Speaking on an ICE North America digital panel on Monday, state Rep. Brandt Iden said interstate online gambling was being discussed as part of the ongoing rule-making process.
“I’d personally like to see that,” Iden said. “We know bigger jackpots bring in more players and create excitement in the marketplace.”
According to Iden, the current administration opposed the idea for fear of cannibalizing the thriving Michigan online lottery.
“The issue is the same reason it took four-and-a-half years for me to get this law passed in the first place,” Iden said. “It’s that the administration and our governor believe bigger jackpots could pull dollars and players from iLottery.”
The Representative said he disagreed with that view and that a “rising tide would lift all ships.”
As for the likelihood of shared liquidity in Michigan, Iden was somewhat vague.
“Unfortunately that might not be the case,” he said, “but it is something I am pushing for. I hope we see that in Michigan.”
Three US states currently share online poker liquidity: New Jersey, Nevada, and Delaware. It also appears that West Virginia will eventually authorize multi-state poker, possibly alongside Pennsylvania.
US online poker revenue has soared since the majority of sporting events were canceled due to the coronavirus outbreak.
Elsewhere on the ICE panel, Iden reiterated plans to get MI online gambling and online sports betting started this year in his state.
The Michigan Gaming Control Board sent draft regs for both verticals to interested parties earlier this month. And even without emergency regulations, both markets could be live by November thanks to provisional licensing.

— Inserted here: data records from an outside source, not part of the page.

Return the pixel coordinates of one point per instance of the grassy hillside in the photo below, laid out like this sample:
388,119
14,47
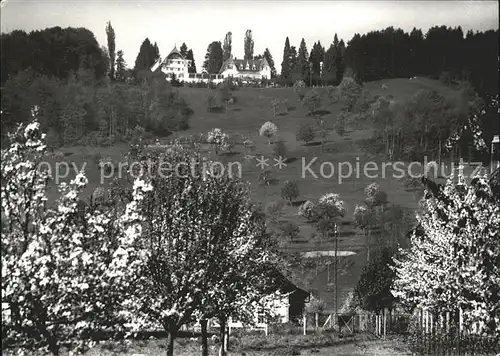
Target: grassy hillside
253,108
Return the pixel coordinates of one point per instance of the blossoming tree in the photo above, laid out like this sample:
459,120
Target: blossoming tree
58,263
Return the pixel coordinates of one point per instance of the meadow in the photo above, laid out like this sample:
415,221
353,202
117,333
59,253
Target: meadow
251,109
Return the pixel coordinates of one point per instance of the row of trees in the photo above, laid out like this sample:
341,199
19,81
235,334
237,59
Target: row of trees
81,110
430,124
169,251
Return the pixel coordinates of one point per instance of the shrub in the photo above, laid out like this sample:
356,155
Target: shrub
333,94
211,102
305,133
290,191
280,149
269,130
312,101
349,92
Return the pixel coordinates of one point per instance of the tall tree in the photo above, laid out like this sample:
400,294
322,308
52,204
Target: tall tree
121,67
227,46
110,34
303,62
286,65
184,49
270,61
248,45
213,58
192,64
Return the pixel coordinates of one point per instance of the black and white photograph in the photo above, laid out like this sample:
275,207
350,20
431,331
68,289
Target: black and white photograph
250,178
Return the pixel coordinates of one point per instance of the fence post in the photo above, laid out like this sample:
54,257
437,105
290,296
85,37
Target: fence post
460,322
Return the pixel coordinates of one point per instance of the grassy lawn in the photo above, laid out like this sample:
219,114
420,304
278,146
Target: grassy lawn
259,345
253,108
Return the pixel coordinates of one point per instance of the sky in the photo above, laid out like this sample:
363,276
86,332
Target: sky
198,23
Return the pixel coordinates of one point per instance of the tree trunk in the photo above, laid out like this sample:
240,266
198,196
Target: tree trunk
170,342
204,337
223,345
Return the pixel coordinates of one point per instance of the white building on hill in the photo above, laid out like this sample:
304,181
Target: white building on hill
176,63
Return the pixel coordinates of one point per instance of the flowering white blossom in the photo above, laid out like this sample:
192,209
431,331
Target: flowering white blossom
55,259
268,130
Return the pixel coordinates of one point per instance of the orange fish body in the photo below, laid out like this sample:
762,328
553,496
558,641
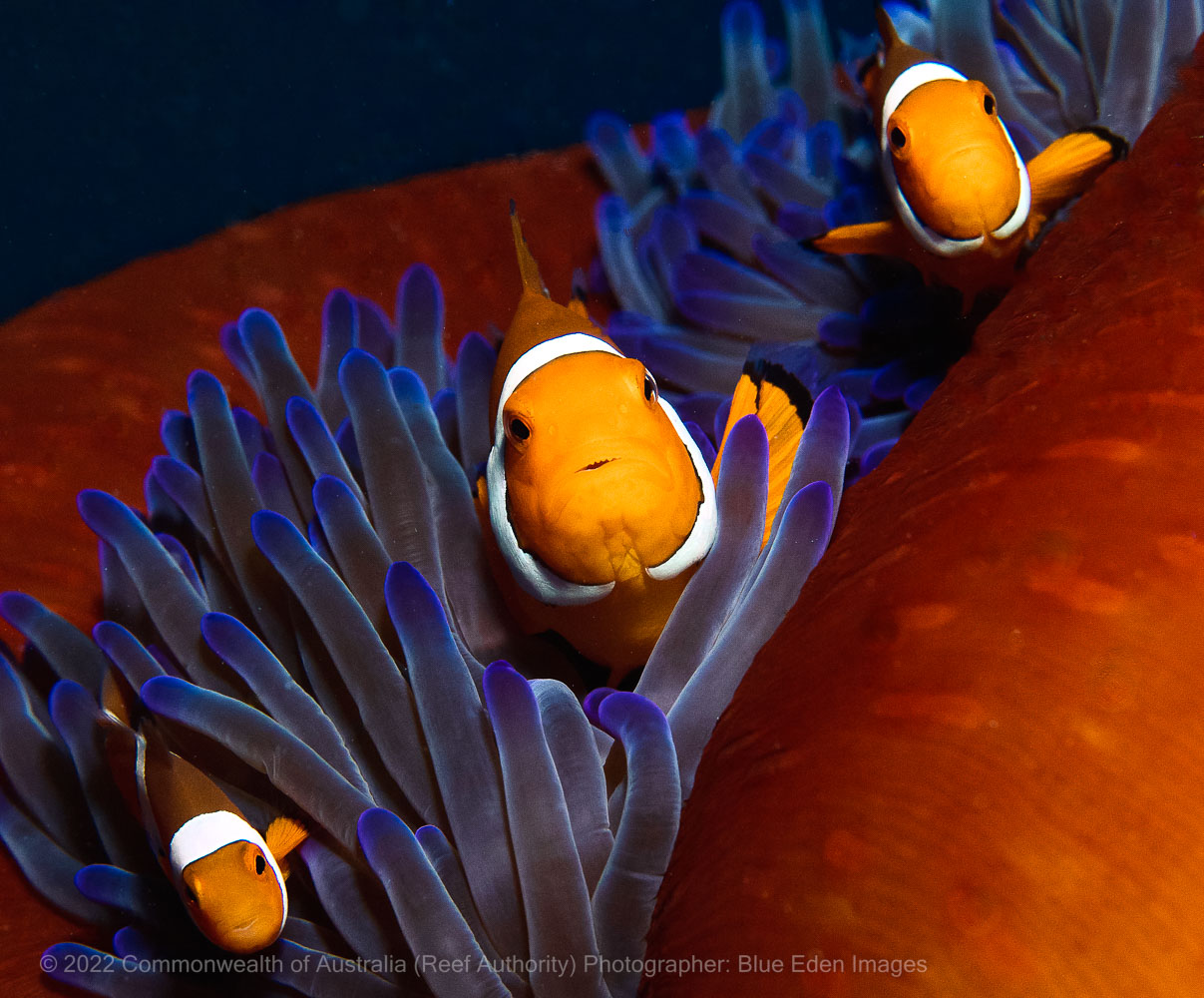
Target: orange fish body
230,877
965,200
597,503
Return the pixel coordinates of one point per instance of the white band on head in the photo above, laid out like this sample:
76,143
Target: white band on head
536,578
206,833
908,81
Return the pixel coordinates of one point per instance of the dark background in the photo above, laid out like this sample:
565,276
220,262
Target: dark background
129,128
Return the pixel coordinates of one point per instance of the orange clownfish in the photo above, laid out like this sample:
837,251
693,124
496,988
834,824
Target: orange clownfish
597,503
230,877
966,203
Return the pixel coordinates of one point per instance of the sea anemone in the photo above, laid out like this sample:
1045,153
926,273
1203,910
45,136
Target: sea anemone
996,750
306,601
698,239
303,606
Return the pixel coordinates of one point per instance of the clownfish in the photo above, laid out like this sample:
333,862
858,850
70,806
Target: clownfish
595,502
965,200
230,876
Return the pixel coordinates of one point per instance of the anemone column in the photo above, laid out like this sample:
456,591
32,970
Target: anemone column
977,742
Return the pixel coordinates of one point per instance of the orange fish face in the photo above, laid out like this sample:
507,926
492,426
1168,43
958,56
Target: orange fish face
954,161
233,897
599,483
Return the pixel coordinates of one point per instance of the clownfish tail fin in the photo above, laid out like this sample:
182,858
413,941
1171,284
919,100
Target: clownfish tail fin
122,754
528,267
282,836
780,395
1067,168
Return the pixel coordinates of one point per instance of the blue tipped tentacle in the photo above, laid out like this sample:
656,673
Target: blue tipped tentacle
425,911
619,157
64,647
554,894
626,892
265,746
187,490
473,603
580,768
272,486
79,723
178,435
127,653
354,900
358,552
317,444
40,768
381,692
748,95
134,896
465,762
47,865
446,863
742,494
339,331
320,974
626,274
791,555
278,693
233,498
277,379
100,973
174,605
391,466
473,373
419,321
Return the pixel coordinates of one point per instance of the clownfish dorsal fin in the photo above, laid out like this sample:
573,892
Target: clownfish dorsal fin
282,836
779,391
529,269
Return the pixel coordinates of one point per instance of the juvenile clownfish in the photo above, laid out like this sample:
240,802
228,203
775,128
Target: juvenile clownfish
966,203
595,502
230,877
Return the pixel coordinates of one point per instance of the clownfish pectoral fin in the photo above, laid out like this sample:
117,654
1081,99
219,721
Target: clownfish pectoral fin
1067,168
529,269
781,402
882,239
282,836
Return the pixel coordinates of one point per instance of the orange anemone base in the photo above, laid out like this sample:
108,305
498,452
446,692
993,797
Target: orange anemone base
88,373
977,743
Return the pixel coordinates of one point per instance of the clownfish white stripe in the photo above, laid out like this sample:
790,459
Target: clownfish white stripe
206,833
696,547
531,574
908,81
912,79
540,355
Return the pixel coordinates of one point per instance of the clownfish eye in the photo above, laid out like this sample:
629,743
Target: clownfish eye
518,430
649,386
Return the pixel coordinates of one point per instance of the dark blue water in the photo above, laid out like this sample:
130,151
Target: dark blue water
135,127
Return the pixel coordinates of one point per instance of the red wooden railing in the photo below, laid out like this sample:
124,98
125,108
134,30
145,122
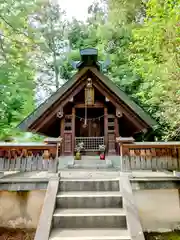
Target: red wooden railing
30,156
149,155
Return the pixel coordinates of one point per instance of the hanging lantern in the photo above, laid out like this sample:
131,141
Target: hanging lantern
89,92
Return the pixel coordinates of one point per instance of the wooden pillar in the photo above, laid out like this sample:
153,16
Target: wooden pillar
106,128
73,128
116,134
62,135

Iden, however, warned that an expedited launch could have unintended consequences. Specifically, it could impact firms working toward the original 2021 launch date.
“You run into a situation where you’re actually going to be at a competitive disadvantage if you’re one of those operators who was taking the time to build out the platform,” Iden said. “And in fact, they may not foot the investment into Michigan that we originally anticipated.”
Amid the ongoing tension, Michigan is still hoping to get both segments live this year to help make up revenue shortfalls for the city of Detroit and the wider state.